In fact, a whole cottage industry was born to sell the merits of certification to the minority community and every public official extolled its virtue, even though businesses are warned that certification does not guarantee a contract but only gives one supposed access to participating in procurement opportunities.

Even this benign program caught the ire of the U.S. Supreme Court and it repeatedly issued decisions to overturn any program that was suspected to be giving MBEs “unfair” advantage in the procurement process. It required that any jurisdiction had to conduct a “disparity” study to demonstrate through a complex formula that minority and women owned businesses must have been discriminated against before it could create an M/WBE program to provide “utilization rate” for M/WBEs.

Another cottage industry of “disparity study” experts sprung to life. One example of work by these experts was the well-intentioned but almost tragic-comic outcome of a $2 million disparity study funded by the New York City Council that resulted in the passage of Local Law 129 and the re-creation of city’s M/WBE Program.

The program established “Citywide Utilization Goals” for M/WBEs to “reduce disparity and to ensure fair participation and equal opportunity in city procurement.” The goals are based on findings in the disparity study that was to be applied in four industries: construction, professional services, standard services and goods, in which participation goals were established for African American, Asian American, Hispanic American and Caucasian Female. There is no mention of minority female.

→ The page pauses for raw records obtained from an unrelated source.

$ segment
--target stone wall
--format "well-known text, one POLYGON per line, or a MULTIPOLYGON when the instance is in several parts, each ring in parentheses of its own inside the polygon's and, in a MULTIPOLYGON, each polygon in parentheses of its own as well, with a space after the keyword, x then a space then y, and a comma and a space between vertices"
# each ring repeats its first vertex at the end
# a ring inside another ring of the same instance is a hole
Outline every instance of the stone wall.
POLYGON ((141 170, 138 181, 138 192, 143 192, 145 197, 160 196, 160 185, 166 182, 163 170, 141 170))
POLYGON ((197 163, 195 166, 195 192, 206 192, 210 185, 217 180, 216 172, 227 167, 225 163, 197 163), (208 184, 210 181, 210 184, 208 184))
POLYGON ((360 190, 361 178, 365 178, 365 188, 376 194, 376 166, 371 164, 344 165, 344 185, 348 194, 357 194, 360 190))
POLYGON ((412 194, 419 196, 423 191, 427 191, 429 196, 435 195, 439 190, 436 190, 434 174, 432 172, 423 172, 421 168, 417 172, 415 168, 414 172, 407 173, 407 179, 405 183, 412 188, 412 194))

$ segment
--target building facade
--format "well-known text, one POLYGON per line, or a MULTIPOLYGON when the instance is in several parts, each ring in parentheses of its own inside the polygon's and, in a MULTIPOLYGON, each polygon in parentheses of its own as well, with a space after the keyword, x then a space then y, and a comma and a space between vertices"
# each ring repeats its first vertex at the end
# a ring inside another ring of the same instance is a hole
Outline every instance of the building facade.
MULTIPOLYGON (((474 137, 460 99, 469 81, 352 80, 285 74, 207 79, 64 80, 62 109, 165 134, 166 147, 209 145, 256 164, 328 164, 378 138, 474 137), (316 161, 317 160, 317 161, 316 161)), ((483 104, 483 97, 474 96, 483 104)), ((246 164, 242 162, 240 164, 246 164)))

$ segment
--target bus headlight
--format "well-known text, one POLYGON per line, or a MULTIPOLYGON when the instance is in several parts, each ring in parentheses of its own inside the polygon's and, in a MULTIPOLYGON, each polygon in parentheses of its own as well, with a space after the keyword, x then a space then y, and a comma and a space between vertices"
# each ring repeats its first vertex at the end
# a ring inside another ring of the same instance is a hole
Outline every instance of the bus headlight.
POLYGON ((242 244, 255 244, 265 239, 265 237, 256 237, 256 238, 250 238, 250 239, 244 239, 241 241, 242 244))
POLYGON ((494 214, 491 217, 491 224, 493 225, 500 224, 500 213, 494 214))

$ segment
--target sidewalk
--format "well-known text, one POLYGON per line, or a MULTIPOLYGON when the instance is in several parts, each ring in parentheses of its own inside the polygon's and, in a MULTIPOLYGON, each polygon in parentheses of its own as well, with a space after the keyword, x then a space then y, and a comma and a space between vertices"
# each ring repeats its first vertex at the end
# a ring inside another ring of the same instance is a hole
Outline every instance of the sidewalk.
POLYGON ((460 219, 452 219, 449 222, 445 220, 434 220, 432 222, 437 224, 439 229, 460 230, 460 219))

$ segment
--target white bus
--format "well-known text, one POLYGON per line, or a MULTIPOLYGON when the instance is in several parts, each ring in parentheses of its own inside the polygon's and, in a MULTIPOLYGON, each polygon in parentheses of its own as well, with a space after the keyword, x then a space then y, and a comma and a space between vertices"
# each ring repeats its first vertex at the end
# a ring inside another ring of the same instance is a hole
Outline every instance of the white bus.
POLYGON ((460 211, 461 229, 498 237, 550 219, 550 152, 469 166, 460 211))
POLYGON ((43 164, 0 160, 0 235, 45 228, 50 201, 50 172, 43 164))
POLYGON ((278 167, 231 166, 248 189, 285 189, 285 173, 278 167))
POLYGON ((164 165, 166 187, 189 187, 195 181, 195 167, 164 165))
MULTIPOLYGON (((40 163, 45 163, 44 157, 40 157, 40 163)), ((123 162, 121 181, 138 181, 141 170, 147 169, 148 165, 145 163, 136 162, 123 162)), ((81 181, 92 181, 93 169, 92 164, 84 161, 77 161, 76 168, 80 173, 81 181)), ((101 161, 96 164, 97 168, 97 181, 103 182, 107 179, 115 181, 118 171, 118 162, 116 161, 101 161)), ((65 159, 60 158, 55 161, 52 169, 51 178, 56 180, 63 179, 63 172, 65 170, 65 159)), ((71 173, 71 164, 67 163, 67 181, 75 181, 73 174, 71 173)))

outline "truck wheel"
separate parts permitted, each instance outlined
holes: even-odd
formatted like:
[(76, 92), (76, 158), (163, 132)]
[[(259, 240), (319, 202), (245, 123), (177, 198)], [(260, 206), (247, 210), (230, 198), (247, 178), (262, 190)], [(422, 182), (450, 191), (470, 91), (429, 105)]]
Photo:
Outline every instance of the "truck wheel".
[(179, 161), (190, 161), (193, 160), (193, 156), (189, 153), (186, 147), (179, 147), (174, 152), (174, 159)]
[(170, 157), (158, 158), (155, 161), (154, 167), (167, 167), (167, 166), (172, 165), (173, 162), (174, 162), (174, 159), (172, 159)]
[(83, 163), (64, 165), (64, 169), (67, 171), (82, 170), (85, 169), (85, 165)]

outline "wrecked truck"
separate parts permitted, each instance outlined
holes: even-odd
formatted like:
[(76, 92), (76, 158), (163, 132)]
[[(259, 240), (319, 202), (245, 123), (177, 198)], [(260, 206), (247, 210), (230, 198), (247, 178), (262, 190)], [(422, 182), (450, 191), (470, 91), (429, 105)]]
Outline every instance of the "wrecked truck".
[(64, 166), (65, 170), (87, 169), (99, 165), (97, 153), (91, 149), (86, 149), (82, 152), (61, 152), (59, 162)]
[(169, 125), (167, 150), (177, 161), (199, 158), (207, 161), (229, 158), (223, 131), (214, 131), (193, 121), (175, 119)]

For African Americans the Citywide Utilization Goals range from 7.47 percent to 12.63 percent; for Asian Americans there is a 5.29 percent goal for one industry and none for the other three; for Hispanic Americans the goals range from 4.99 percent to 9.06 percent; and for Caucasian Female there is no goal in one industry and 10.45 percent to 17.87 percent in the other three.

All the while the city is trumpeting that nearly one-third of companies in New York City are owned by minority entrepreneurs and more than 25 percent are owned by women. So what is wrong with this picture? Why are minority owned firms not getting a fair share of government contracts despite their huge numbers? Why have the past and present M/WBE programs failed to help minority firms participate in government procurement?

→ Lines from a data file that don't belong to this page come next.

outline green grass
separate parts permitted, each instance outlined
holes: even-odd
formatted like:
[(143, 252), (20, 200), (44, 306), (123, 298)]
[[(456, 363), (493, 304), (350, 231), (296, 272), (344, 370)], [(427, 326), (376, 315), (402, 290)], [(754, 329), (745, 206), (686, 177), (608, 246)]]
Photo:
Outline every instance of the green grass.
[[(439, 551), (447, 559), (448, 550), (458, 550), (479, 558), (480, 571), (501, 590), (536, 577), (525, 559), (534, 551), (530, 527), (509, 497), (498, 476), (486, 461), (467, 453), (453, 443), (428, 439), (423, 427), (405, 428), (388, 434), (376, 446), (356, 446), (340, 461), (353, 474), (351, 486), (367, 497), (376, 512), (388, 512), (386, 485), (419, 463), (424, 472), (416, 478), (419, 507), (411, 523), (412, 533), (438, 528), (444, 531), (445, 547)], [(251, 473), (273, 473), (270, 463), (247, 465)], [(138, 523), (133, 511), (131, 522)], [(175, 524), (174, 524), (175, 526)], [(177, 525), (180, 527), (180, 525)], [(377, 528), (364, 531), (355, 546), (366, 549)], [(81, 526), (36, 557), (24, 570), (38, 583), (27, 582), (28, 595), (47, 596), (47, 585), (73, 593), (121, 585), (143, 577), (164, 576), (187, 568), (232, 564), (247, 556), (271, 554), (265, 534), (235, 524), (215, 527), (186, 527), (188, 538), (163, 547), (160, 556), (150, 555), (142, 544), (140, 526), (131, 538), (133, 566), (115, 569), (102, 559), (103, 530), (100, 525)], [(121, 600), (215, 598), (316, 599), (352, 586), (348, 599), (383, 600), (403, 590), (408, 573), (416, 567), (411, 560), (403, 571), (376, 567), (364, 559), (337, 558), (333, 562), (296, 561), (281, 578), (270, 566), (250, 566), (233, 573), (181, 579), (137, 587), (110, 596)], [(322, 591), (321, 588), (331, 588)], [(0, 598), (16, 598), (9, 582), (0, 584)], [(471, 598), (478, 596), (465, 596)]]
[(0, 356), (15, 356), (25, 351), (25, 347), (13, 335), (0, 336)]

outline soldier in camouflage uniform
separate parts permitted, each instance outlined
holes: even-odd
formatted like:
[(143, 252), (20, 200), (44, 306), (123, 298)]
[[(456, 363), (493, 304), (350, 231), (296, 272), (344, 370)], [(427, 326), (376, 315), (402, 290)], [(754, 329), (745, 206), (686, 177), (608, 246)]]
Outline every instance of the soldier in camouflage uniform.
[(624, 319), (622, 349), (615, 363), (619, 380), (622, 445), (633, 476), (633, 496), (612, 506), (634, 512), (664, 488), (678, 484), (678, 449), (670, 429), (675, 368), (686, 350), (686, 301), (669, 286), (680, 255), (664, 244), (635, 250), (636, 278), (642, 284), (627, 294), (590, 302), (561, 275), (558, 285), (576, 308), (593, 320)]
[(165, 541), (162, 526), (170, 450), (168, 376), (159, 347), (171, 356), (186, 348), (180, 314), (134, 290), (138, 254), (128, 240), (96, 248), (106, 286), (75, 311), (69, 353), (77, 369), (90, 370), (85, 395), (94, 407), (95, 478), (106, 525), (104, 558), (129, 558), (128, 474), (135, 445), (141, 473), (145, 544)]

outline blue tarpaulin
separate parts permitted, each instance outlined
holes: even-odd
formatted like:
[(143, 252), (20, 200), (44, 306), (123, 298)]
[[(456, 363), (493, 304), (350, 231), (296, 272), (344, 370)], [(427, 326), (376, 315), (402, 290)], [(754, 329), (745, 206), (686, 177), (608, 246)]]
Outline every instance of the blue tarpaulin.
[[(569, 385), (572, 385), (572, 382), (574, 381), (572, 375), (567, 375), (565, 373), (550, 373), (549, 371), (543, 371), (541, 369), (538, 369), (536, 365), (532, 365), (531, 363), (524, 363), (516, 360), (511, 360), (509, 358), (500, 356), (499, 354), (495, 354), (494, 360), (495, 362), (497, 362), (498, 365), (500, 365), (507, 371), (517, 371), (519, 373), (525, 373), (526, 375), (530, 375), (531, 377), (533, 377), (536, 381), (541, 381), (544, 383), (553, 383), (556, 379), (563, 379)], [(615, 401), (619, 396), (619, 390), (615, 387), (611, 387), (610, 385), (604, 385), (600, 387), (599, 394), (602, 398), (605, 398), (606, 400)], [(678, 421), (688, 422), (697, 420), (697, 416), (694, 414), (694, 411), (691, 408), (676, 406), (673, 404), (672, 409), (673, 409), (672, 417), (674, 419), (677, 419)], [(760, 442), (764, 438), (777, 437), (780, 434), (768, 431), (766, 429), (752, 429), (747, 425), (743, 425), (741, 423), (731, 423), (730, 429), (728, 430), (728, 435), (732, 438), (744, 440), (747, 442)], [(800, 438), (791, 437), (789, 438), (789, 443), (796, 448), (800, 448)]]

After more than two decades of intense involvement in advocating for M/WBE program and encouraging minority owned businesses to get certified to gain access to government contracts, I finally realized that very little, if any, real progress has been made. The answer is simple. Those who are in charge of procuring goods and services, for variety of reasons, do not seek out diverse pool of vendors that are representative of the business population composition of the given jurisdiction.

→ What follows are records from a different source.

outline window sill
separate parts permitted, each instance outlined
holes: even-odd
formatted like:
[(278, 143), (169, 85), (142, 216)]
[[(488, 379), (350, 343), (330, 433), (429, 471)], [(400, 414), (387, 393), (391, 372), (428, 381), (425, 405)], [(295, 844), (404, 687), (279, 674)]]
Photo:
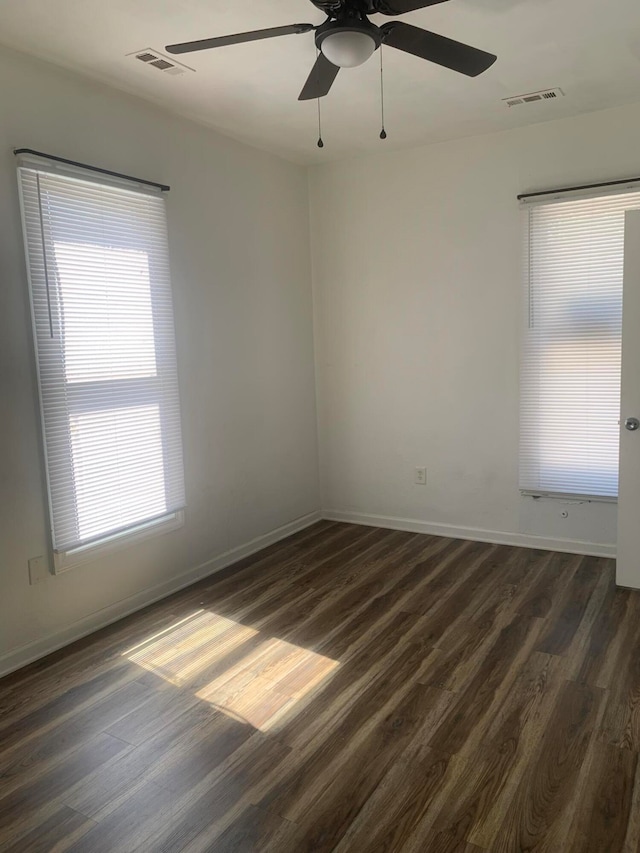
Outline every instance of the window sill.
[(184, 525), (184, 511), (173, 512), (164, 518), (156, 519), (155, 521), (139, 524), (137, 527), (132, 527), (123, 533), (117, 533), (114, 536), (105, 536), (104, 539), (98, 542), (92, 542), (91, 545), (85, 545), (80, 548), (74, 548), (72, 551), (54, 551), (53, 554), (53, 570), (54, 574), (59, 575), (62, 572), (67, 572), (69, 569), (74, 569), (76, 566), (82, 566), (86, 563), (91, 563), (94, 560), (111, 554), (114, 551), (120, 551), (133, 545), (135, 542), (141, 542), (144, 539), (150, 539), (153, 536), (160, 536), (163, 533), (170, 533), (172, 530)]
[(618, 498), (609, 495), (575, 495), (570, 492), (536, 492), (529, 489), (520, 489), (520, 494), (525, 498), (555, 498), (561, 501), (575, 501), (576, 503), (618, 503)]

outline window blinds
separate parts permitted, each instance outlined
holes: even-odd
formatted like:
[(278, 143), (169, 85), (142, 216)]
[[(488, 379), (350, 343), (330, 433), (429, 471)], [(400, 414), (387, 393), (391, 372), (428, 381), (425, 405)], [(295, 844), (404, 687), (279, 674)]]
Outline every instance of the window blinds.
[(633, 207), (637, 188), (524, 205), (523, 491), (617, 496), (624, 213)]
[(53, 545), (184, 506), (164, 199), (18, 169)]

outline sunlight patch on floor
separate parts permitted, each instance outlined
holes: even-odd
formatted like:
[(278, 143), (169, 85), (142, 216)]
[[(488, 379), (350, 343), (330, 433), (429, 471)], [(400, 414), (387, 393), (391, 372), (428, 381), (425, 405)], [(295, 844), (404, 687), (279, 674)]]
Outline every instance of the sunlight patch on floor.
[(132, 663), (261, 731), (281, 722), (339, 662), (207, 610), (123, 653)]
[(196, 675), (257, 633), (232, 619), (198, 610), (124, 652), (124, 657), (171, 684), (188, 686)]

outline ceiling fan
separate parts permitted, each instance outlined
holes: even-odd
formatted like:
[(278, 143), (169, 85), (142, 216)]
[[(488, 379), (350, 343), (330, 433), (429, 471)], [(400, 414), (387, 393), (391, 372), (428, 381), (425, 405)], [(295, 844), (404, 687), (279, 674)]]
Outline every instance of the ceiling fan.
[(405, 53), (412, 53), (428, 62), (451, 68), (468, 77), (482, 74), (497, 57), (437, 33), (422, 30), (403, 21), (390, 21), (381, 27), (372, 24), (369, 15), (403, 15), (424, 9), (446, 0), (311, 0), (314, 6), (327, 15), (327, 20), (314, 24), (291, 24), (288, 27), (270, 27), (219, 38), (200, 39), (182, 44), (167, 45), (167, 52), (190, 53), (209, 50), (259, 39), (308, 33), (315, 30), (318, 59), (305, 83), (299, 100), (322, 98), (329, 93), (340, 68), (362, 65), (384, 44)]

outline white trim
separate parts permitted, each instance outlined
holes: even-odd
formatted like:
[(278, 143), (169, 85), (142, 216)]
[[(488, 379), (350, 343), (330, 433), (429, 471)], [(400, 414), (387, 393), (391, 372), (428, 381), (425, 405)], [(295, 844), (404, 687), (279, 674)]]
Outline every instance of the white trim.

So what to do about it? I propose to eliminate all the M/WBE programs on the book and get rid of the certification nonsense and let every company demonstrate their capability to do the job through fair and open bidding on price, knowhow and quality of work. We should demand that every top elected government official at every level of government, whether federal, state or city, ensure his/her jurisdiction will give all business fair participation and equal opportunity to government procurement. The chief executive, in turn, should hold every agency head he/she appoints responsible for ensuring that their agency’s procurement practices comply with that principle and that their procurement officers are buying from firms that reflect the ethnic composition of the business community that serves the area.

There is no excuse that one-third of companies in a given area should have less than 5 or 10 percent of government contracts. If the fair participation and equal opportunity principle is being applied in the first place, there would have been no need for the M/WBE program.